Inconsistent job performance with shuffle-intensive workloads

Use an instance series with locally-attached NVMe SSD.

Written by joel.robin

Last published at: June 4th, 2025

Problem

You are running a job on a general-purpose, compute-optimized, or memory-optimized instance series such as M5, M6i, C5, C6i, R5, R6i. 

 

The job involves heavy shuffle read/write operations due to transformations such as groupByKey, joindistinctrepartitionreduceByKey, and sortBy.

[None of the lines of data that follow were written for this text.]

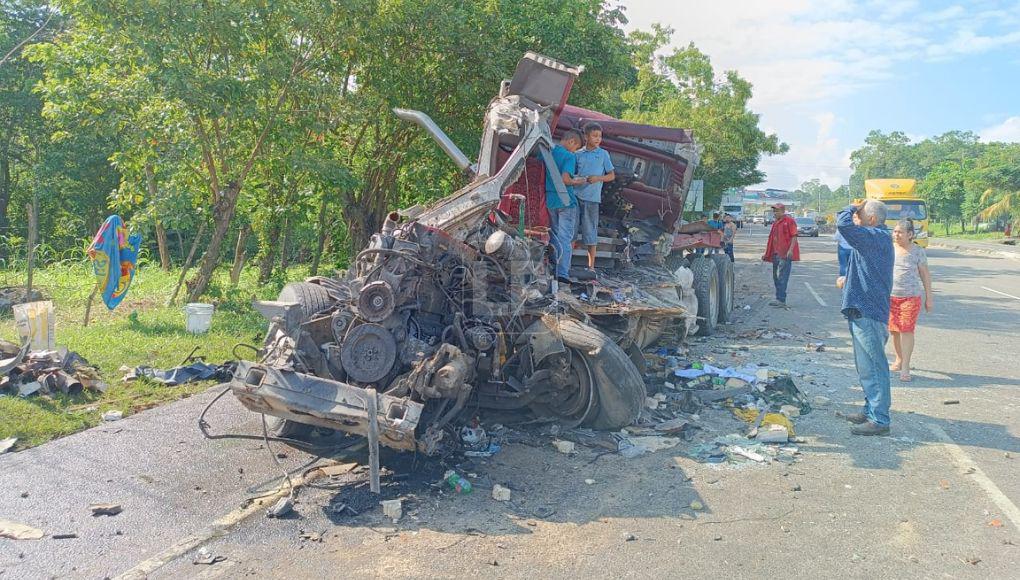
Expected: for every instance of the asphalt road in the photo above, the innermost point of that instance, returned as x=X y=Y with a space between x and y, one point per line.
x=936 y=498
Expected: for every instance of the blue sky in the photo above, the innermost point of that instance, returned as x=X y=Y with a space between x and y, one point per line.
x=827 y=71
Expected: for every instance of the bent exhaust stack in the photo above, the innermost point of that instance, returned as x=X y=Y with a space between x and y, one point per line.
x=444 y=141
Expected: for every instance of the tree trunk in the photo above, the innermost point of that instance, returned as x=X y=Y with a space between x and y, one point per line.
x=222 y=212
x=5 y=186
x=164 y=252
x=187 y=264
x=150 y=183
x=284 y=259
x=320 y=247
x=181 y=243
x=239 y=255
x=267 y=261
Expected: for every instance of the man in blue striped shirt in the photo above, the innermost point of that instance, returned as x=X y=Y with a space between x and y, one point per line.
x=866 y=294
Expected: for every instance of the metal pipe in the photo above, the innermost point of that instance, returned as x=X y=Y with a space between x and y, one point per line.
x=373 y=440
x=444 y=141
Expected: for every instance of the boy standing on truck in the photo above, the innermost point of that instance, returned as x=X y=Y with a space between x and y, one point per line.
x=563 y=218
x=728 y=233
x=595 y=166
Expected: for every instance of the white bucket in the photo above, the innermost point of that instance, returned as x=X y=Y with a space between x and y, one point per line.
x=198 y=317
x=35 y=322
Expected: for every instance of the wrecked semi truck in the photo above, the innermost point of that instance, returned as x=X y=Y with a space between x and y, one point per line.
x=454 y=308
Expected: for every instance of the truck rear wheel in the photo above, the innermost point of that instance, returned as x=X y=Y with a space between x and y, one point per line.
x=287 y=429
x=725 y=274
x=707 y=291
x=619 y=388
x=675 y=260
x=313 y=299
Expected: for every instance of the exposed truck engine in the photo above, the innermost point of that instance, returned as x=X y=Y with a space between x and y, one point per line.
x=454 y=308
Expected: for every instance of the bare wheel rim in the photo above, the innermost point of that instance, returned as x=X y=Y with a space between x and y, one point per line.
x=573 y=401
x=713 y=302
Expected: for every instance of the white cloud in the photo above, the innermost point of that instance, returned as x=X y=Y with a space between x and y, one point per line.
x=802 y=54
x=1008 y=130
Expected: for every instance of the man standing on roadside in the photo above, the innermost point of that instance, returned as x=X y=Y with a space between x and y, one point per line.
x=595 y=166
x=728 y=233
x=866 y=292
x=782 y=251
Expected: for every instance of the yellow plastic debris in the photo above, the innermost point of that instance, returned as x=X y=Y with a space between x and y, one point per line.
x=750 y=415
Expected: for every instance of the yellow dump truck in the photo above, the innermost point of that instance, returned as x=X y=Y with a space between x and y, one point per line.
x=902 y=202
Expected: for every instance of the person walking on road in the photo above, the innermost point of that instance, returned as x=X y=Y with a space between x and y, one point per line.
x=910 y=277
x=866 y=294
x=728 y=233
x=843 y=251
x=782 y=251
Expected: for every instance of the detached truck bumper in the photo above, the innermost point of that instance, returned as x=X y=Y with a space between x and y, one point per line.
x=324 y=403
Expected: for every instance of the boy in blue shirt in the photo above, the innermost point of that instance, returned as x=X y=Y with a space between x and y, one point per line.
x=563 y=219
x=595 y=166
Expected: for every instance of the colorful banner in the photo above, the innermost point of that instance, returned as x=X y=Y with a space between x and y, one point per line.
x=114 y=254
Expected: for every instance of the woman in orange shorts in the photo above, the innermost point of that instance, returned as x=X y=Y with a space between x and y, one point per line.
x=911 y=280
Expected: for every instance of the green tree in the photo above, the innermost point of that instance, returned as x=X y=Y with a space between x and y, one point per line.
x=882 y=156
x=997 y=174
x=944 y=189
x=681 y=90
x=21 y=24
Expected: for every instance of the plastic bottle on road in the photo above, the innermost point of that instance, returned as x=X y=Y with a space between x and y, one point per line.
x=458 y=483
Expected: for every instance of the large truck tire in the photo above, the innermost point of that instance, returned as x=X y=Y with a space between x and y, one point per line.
x=707 y=291
x=724 y=269
x=619 y=388
x=312 y=298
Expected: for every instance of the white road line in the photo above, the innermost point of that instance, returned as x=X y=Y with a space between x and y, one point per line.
x=814 y=294
x=1002 y=293
x=964 y=462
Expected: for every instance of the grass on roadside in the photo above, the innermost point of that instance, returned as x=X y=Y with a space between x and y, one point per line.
x=957 y=232
x=141 y=331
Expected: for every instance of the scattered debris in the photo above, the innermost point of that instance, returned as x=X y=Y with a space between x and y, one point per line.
x=282 y=508
x=13 y=530
x=45 y=372
x=501 y=493
x=105 y=509
x=393 y=509
x=206 y=558
x=748 y=454
x=566 y=447
x=774 y=434
x=69 y=535
x=458 y=483
x=791 y=411
x=315 y=536
x=631 y=446
x=197 y=370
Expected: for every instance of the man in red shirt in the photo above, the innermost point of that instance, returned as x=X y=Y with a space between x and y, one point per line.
x=782 y=251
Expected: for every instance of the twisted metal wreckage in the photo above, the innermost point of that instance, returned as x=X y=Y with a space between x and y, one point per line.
x=453 y=308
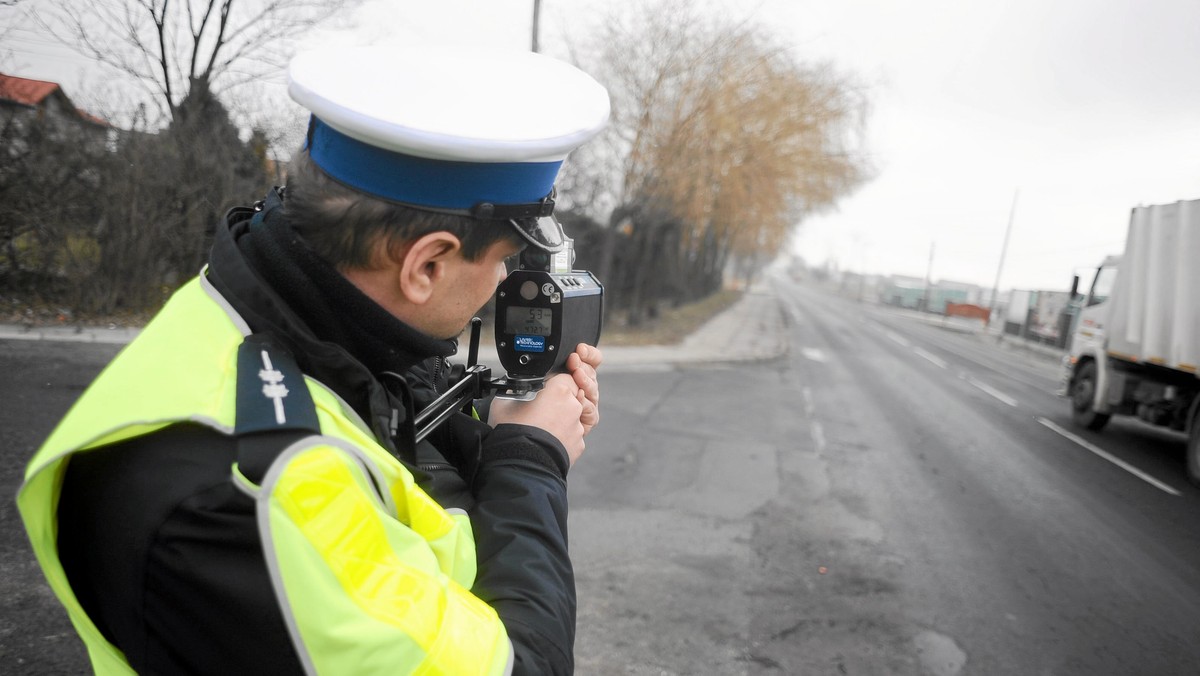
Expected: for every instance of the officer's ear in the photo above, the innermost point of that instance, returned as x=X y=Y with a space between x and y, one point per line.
x=424 y=264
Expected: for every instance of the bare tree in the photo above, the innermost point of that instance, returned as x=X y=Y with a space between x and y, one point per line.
x=720 y=144
x=180 y=48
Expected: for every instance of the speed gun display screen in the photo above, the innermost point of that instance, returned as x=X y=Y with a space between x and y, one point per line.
x=528 y=321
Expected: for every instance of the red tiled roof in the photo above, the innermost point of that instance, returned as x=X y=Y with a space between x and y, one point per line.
x=23 y=90
x=34 y=91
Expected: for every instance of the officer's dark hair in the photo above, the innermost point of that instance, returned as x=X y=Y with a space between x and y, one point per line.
x=342 y=225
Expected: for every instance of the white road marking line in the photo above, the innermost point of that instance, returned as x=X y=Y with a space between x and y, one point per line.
x=814 y=353
x=1109 y=456
x=993 y=392
x=819 y=436
x=930 y=357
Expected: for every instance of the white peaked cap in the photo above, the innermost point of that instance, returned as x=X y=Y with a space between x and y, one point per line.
x=402 y=121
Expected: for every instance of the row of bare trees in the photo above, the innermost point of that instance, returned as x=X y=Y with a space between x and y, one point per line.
x=721 y=142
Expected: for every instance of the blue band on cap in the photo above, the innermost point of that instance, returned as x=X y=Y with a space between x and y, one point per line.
x=441 y=184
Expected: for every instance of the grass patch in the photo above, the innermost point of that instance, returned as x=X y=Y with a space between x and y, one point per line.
x=671 y=325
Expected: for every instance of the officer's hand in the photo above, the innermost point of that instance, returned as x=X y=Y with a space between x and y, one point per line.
x=582 y=366
x=557 y=408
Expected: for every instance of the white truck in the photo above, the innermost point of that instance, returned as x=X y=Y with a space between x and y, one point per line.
x=1137 y=339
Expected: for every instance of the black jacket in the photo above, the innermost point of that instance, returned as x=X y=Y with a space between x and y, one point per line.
x=165 y=555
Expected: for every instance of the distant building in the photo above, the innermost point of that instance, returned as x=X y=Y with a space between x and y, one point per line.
x=913 y=293
x=29 y=106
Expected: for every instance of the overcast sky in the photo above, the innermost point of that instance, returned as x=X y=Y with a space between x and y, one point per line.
x=1079 y=108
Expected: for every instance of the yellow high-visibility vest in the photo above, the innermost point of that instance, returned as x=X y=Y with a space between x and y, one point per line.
x=369 y=580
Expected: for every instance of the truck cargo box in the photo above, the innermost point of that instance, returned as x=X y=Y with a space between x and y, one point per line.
x=1155 y=317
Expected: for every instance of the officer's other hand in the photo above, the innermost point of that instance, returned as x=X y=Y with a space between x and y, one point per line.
x=557 y=408
x=582 y=366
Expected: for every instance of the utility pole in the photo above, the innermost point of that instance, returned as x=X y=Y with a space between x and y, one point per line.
x=929 y=280
x=1003 y=251
x=537 y=21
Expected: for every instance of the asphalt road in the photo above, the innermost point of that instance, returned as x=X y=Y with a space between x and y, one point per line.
x=888 y=498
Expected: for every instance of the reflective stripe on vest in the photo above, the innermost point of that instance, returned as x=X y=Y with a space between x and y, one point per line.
x=369 y=580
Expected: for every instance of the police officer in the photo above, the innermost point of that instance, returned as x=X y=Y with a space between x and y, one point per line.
x=240 y=490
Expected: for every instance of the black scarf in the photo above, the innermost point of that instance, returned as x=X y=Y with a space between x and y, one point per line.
x=333 y=307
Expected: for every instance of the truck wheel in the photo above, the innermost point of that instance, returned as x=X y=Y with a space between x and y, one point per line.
x=1194 y=453
x=1083 y=395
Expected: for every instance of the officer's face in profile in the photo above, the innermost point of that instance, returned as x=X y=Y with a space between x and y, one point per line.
x=471 y=285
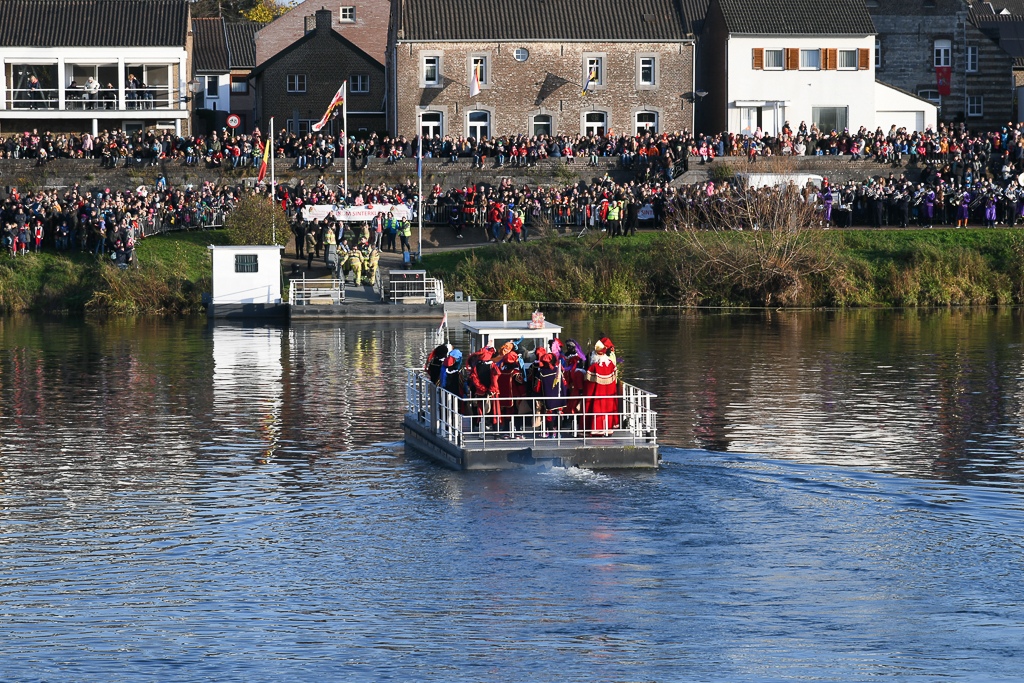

The job consequently exhibits inconsistent runtimes even with a consistent input data size.

 

Cause

The previously-listed instance series do not have locally-attached SSDs, instead relying on network-attached EBS volumes for shuffle storage. 

 

The reliance on network I/O introduces additional latency and contention, especially during intensive shuffle operations, leading to non-deterministic execution times influenced by network bandwidth availability.

 

Solution

Use an instance series such as: 

  • M5d
  • M6id
  • C5d
  • C6id
  • R5d 
  • R6id

Any of these are equipped with locally-attached NVMe (Non-Volatile Memory Express) SSDs. 

These instances series provide high-throughput, low-latency local storage, significantly improving shuffle performance and ensuring more stable and predictable job runtimes for shuffle-intensive workloads.